Elissa spent the evening explaining much of what CARFAC can do for artists in Canada. The following is an abbreviated version of her presentation:


• Negotiating, in concert with other artists’ associations (e.g., ACTRA, Writers’ Union of Canada) with the provincial government to establish Status of the Artist legislation
• Providing summary legal advice through VALCO (the Visual Artists Legal Clinic of Ontario

• Providing publications and webinars which educate artists on how to advocate for and protect themselves.
• Advising artists by phone, email and in person on how to deal with the many issues which artists face in their professional practices.

CARFAC Ontario is committed to providing up-to-date resources for artists, as well as answering frequently asked questions pertaining to practicing as an artist in Ontario.

Member Services and Artist Resources:

  • CARFAC Online:  Ontario e-bulletin of opportunities for visual and media artists
  • DISPATCH:  Ontario quarterly newsletter
  • Group Health Plan
  • Member Discounts
  • Professional Development
  • CARFAC Fees
  • Minimum Fee Schedule
  • Copyright 101
  • Copyright Agents

Our brains were overflowing with information and questions and we are grateful to Elissa Pendergast for enlightening us.

 The very best way to fully understand what CARFAC is and what it can do for you is to visit their website and/or contact Elissa.  Links are provided below.

Facebook/Twitter   @carfacontario


Friday Night Club February 15, 2019 – Gary Smith

(Submitted by Jessie Gordon)

Club Members enjoyed the presentation by Gary Smith, a successful Toronto painter who is widely shown with international commissions and sales. Gary described his career, his exhibitions, teaching and referred to many trips to teach and exhibit in China. His presentation for the evening was an introduction to an on-line course he is developing called There’s Magic in those Shadows, What do Professional Artists know about Shadows that I don’t? Gary showed slides that will be part of the course and demonstrated the effects of light and shadow on a sphere. He described the different types of shadow including Form, Core and Cast and described how colour is affected by light and shadow. Gary’s course will be available on the web site: soon.

Attendance was lighter than usual due to the buildup of ice on the sidewalks, but 25 members attended and really enjoyed the presentation. Thanks to Sylvia and many volunteers for a successful evening.

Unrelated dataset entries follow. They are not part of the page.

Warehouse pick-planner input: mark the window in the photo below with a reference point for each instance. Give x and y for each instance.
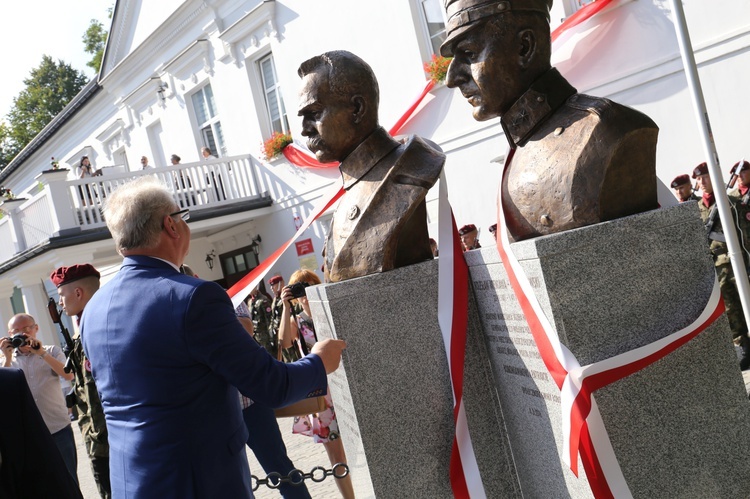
(207, 118)
(236, 264)
(432, 12)
(272, 94)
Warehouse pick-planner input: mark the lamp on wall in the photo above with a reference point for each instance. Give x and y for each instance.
(161, 89)
(255, 245)
(210, 259)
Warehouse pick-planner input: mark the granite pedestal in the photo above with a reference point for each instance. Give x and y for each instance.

Friday Night Club February 8, 2019 – John Hood

(Submitted by Ingrid Mueller)

Award winning artist, John Hood has a BFA from Concordia and spawned from creative parentage.  His experience spans years as a muralist and has paid his bills as a property manager but in 2017 he made the leap to practice as a full time easel artist.

John’s intense knowledge of the mechanics of oil painting and his eloquent delivery made for an evening of intense Q & A while he demonstrated working up a tonal under painting in oils on a toned ground.

John will demonstrate, using a photographic reference as a master image. It would be in a half tone (not full colour) –  an “imprimatur” – a monochromatic under painting as a preparation for a developed work in colour.